The study did not demonstrate a cause-and-effect link between any one individual’s health and the plant’s closure, exactly. But the results of the “natural experiment” - published in the journal Environmental Health Research - show a strong overall statistical association between the two.

What is the health impact of shutting a coal plant?

Keith Srakocic/AP
A woman walks through a neighborhood as a flume of emissions flow from a stack at the Cheswick Generating Station, in Springdale, Pa.Keith Srakocic/AP

Shenango Coke Works on Neville Island in Pennsylvania produced coke - a coal-derived product used in steelmaking - for more than 50 years.

Its closure led to immediate and lasting declines in emissions of fossil fuel-related air pollutants.

Average daily levels of toxic sulfur dioxide fell by 90 per cent at government air-monitoring stations near the plant, and by 50 per cent at one around 10 kilometres away. Arsenic in particulate matter, another coal-combustion by-product people can inhale, fell by 66 per cent.

Analysing data from January 2016 through to December 2018, the researchers observed health improvements over the longer-term too.

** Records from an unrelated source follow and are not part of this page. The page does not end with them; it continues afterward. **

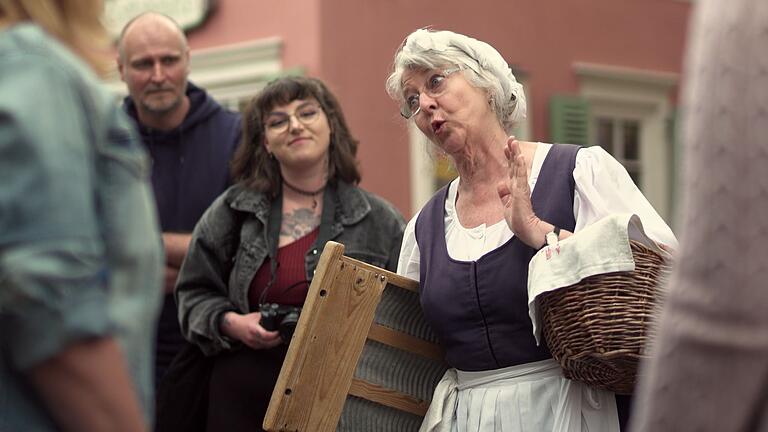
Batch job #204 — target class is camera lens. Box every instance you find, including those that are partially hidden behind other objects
[280,310,299,343]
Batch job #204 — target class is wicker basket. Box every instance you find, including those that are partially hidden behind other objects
[539,240,670,394]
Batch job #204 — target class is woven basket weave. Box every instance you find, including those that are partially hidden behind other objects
[539,240,670,394]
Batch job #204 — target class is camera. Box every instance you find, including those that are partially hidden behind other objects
[259,303,301,343]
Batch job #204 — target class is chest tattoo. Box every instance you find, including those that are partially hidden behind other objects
[280,208,320,240]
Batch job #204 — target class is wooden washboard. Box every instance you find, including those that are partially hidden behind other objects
[264,242,447,432]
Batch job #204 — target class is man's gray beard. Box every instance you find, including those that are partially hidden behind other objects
[141,97,181,116]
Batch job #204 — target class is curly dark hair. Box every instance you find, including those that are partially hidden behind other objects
[232,76,360,198]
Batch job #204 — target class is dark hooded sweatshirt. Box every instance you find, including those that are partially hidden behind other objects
[123,83,241,382]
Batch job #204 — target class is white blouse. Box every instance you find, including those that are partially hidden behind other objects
[397,143,677,280]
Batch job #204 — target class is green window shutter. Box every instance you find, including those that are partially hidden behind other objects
[549,95,590,146]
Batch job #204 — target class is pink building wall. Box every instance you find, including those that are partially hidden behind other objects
[184,0,691,217]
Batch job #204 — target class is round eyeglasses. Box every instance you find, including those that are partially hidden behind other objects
[264,104,322,134]
[400,66,462,119]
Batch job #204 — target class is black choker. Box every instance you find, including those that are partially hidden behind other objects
[283,179,327,210]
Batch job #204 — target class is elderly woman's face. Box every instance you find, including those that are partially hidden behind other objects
[403,67,495,154]
[264,99,331,169]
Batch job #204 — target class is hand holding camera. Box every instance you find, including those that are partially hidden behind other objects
[259,303,301,343]
[220,312,283,349]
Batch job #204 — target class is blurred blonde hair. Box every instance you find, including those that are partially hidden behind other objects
[0,0,112,76]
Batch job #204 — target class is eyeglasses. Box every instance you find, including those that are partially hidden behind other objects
[400,66,462,119]
[264,104,322,134]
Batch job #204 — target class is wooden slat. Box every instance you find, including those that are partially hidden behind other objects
[341,256,419,292]
[368,324,443,361]
[264,242,386,432]
[349,378,429,417]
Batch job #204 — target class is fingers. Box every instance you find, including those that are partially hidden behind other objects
[241,312,282,349]
[496,181,512,207]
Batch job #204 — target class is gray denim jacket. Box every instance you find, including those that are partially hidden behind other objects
[175,182,405,355]
[0,23,163,432]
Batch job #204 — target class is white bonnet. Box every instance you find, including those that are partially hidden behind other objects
[401,29,526,124]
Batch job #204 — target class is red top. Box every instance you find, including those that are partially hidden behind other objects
[248,227,320,311]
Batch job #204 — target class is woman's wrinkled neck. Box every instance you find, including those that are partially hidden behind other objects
[451,122,508,184]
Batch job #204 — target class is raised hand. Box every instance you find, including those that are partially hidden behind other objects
[497,136,544,249]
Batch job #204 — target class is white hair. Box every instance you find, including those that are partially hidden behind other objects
[386,29,526,133]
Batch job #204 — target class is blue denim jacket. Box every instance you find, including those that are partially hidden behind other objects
[176,182,405,355]
[0,24,163,432]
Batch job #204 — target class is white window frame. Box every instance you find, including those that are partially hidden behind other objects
[573,62,679,222]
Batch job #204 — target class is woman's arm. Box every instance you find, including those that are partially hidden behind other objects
[174,197,241,355]
[573,146,677,249]
[498,137,572,249]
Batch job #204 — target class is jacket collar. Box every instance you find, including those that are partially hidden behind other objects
[229,181,371,225]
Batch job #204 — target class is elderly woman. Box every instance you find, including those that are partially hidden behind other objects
[176,78,405,431]
[387,29,676,431]
[0,0,162,431]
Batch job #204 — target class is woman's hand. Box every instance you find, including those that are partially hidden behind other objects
[221,312,283,349]
[497,136,546,249]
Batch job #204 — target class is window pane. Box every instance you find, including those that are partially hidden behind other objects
[624,120,640,160]
[595,118,614,154]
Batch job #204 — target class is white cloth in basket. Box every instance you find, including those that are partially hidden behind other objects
[528,213,665,343]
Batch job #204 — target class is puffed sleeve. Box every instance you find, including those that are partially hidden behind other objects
[397,213,421,280]
[573,146,677,249]
[0,56,113,370]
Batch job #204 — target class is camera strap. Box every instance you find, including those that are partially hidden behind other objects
[259,192,283,305]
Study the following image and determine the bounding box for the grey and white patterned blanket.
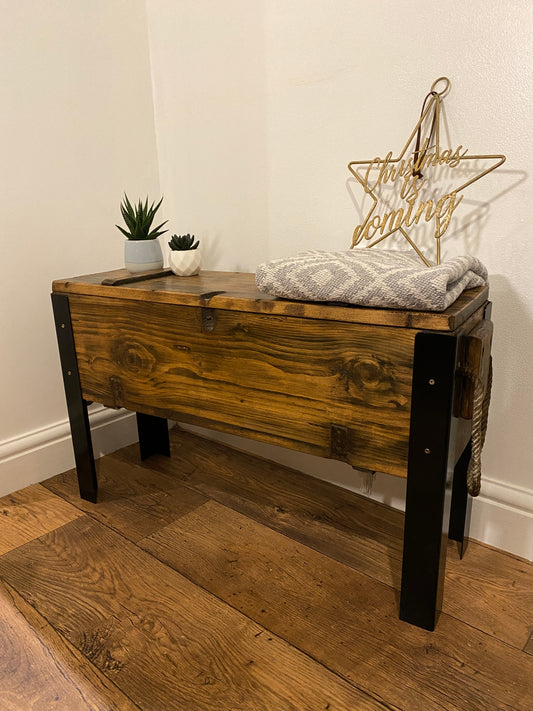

There were 33 fewer average annual hospitalisations for heart disease over this period compared to the three years preceding the plant closure. This included 13 fewer average yearly hospitalisations for ischemic heart disease (typically heart attack) and 12 fewer average yearly hospitalisations for cerebrovascular events (most often stroke).

Senior study investigator George Thurston compared the benefits from the dramatic drop in air pollution exposure to the steady reductions in illness and disease people experience after they quit smoking.

"Our analysis adds to the growing body of scientific evidence that policies implemented to regulate and reduce fossil fuel-related air pollution have real public health benefits," adds Thurston, a professor in the Departments of Medicine and Population Health at NYU Langone.

What are the health impacts of Europe’s coal plants?

There have been plenty of past studies tying fossil-fuel polluted air to immediate upticks in asthma attacks, says Yu, as well as long-term increases in inflammatory conditions that lead to heart attack and stroke.

In Europe, the Beyond Fossil Fuels (BFF) campaign group has modelled the health impacts from coal power stations in different countries. The highest levels of coal-related premature deaths and hospital admissions can be seen in Germany, Poland and Serbia, all top producers.


"It’s no surprise that shutting down coal plants and ending the stream of toxic pollution provides massive health benefits for communities, and health savings for countries," BFF coal and gas campaigner Alexandru Mustață tells Euronews Green.

"Many Europeans are now experiencing this, as since 2016, 171 coal plants across Europe have either already closed, or committed to close by 2030 at the latest. 

"However, we need to move faster to finish closing coal plants, and not create new problems by replacing them with fossil gas."

The US researchers say their study serves as another scientific milestone about the health benefits of cleaner air, SciDaily reports.


It also provides a public-policy reminder about the need to carefully monitor air quality after closing polluting plants and to assess their health impact on nearby residents.